Six months ago Johnny Hallyday, the "French Elvis," announced that he was taking up Swiss citizenship to escape France's high tax rates, which absorbed about two-thirds of his income. Because Hallyday was known to be a supporter of then-candidate Nicolas Sarkozy, a political row immediately burst out. Showing some political courage, Sarkozy did not disavow Hallyday; instead he declared that the singer was quite justified. If he won the election, said Sarkozy, he would cut tax rates to entice France's high earners back home.
That promise was important to many more people than Johnny Hallyday. Something like half a million young French people are estimated to be living in southern England. The Kent Corridor from London to Dover is known, ironically, as "France's Silicon Valley." And for every Parisian exile, 10 actual Parisians still seethe under high taxes and think about emigration. That sums up why Sarkozy won Sunday's election.
Indeed, he did more than simply win an election. By any normal standard Sarkozy has established a clear mandate for sweeping conservative reform in France. He won the presidency by six points in an election that attracted a massive 85 percent turnout. He owed nothing of his victory to other parties or candidates — both the centrist François Bayrou and the ultra-rightist Jean-Marie Le Pen refused to support him. He made no secret of the character and extent of his reform program — indeed, as the Hallyday incident demonstrates, he rammed them home with enthusiasm. And it seems likely that he will be granted a friendly National Assembly with a large conservative majority in the forthcoming parliamentary elections.
So, if representative democracy works as it is supposed to do, Sarkozy will push through the market reforms that France has needed for at least two decades. He will deregulate its labor market, slim down the public-sector payroll, abandon the symbolic 35-hour work week, reduce public spending from its current 52 percent of GDP, and reform the French welfare state. Friends and admirers of France will hope that he succeeds. Americans will be especially supportive since he has said that with his election the U.S. has a "friend" — presumably he will end the anti-Americanism that has shaped French foreign policy under Jacques Chirac, his old patron and recent bitter rival. But will Sarkozy be able to push through such an ambitious and contentious program against opposition in the streets as well as in the corridors of power?

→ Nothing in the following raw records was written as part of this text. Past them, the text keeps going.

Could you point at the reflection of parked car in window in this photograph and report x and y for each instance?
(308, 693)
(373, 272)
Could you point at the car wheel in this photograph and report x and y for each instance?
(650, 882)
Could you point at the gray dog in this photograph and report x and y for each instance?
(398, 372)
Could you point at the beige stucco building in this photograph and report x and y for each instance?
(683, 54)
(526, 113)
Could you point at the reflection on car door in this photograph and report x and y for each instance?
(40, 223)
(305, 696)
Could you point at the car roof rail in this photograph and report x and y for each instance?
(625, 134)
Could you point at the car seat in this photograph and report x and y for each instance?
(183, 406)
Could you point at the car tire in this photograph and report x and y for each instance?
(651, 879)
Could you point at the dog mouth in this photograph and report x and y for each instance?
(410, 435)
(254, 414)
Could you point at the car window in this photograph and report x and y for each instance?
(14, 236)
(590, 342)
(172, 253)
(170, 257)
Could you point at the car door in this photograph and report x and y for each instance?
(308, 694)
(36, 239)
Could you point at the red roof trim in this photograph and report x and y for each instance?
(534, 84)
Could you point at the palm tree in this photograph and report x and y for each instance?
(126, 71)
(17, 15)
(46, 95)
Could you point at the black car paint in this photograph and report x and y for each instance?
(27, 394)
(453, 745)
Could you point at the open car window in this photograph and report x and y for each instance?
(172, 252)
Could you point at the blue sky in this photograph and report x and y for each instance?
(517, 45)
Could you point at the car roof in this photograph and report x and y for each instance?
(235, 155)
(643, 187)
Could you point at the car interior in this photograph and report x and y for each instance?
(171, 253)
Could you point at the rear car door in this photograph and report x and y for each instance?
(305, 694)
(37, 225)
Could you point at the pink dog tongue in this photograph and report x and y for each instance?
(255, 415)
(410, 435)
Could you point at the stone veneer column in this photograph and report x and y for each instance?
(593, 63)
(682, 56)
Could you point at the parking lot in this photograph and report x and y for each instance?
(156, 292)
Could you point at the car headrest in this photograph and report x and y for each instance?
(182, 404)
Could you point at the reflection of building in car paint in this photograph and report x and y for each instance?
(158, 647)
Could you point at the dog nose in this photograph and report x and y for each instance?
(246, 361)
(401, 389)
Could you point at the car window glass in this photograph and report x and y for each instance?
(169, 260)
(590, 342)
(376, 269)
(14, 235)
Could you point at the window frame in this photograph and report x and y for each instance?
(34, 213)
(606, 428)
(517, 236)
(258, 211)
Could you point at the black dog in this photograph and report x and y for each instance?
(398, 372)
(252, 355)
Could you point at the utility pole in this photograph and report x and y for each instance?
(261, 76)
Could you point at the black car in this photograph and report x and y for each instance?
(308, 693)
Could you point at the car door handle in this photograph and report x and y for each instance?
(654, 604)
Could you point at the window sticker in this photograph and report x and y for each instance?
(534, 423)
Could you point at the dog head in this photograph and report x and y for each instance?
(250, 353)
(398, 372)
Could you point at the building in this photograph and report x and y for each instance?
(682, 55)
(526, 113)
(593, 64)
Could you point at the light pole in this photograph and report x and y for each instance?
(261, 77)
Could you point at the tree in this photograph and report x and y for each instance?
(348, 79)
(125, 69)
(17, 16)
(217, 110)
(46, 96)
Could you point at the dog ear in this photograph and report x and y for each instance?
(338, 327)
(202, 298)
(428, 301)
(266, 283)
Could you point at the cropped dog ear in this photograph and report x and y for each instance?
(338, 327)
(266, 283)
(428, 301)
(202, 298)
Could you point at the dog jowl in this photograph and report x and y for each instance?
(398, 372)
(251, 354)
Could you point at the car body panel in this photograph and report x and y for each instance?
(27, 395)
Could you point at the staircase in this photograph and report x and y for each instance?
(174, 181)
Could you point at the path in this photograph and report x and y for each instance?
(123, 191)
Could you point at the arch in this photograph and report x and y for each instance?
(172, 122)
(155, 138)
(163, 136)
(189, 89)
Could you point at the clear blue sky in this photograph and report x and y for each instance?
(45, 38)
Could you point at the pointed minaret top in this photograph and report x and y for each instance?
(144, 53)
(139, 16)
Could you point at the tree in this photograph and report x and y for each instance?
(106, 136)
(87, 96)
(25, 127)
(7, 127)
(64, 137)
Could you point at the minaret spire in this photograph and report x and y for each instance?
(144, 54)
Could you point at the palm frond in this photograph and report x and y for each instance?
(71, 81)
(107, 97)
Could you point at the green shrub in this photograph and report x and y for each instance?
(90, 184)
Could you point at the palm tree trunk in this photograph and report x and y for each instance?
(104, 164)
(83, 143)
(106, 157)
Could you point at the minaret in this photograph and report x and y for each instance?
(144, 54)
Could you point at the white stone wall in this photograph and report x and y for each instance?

To say the least, it will be a high-risk project. In his first comments on the election, Sarkozy acknowledged that a passionate 47 percent of Frenchmen had opposed him. He denied that his victory was that of "one France over another" — even though the success of his program will require precisely that. He talked of the value of "social protection" and warned the European Union not to intrude on France's social programs. (Sarkozy supports the European Constitution that the French rejected last year because they believed it would dismantle such programs.) Even if these remarks are merely the usual pseudo-generosity that winning politicians show to the other side to soothe their hurt feelings, they nonetheless suggest the scale of Sarkozy's task.
That task is made harder and more complicated by non-economic problems — notably immigration and national identity. Young people in the banlieues around major cities, either immigrants or the descendants of immigrants, are disproportionately unemployed because of France's inflexible labor market. Economically and socially excluded, they fall prey to extremist ideologies, generally Muslim ones, and reject their identity as Frenchmen. That makes them less employable. To make matters worse, they are likely to fight against the very measures of labor-market flexibility that could help them.
Sarkozy's greatest problem, however, is that with all its problems France is stable. Those Frenchmen in work, especially those in the public sector, have a guaranteed comfortable existence even under high tax rates. France has not yet suffered a "winter of discontent" — a collapse of the economy under strikes and labor unrest similar to the one that persuaded the British that there was no alternative to Thatcher's economic and labor reforms. Taxes are high, jobs are scarce, and cars are burning in the banlieues, but life is far from unendurable. Most Frenchmen still see no urgent reason to change. Some will fight to protect their subsidies — the middle class in politics and cultural debate, the labor unions in the streets. Others who now favor Sarkozy's program may abandon his cause when it becomes too much trouble.
None of this means that the Sarkozy's reforms are doomed — merely (though it's a big "merely") that their success depends to a very great extent on Sarkozy personally. Sunday he beat all sides — including most leaders of his own party — to win the presidency. He is clearly a resourceful and tough politician, as well as a clear economic thinker. He will need all his talents — and more — to win this Battle of France.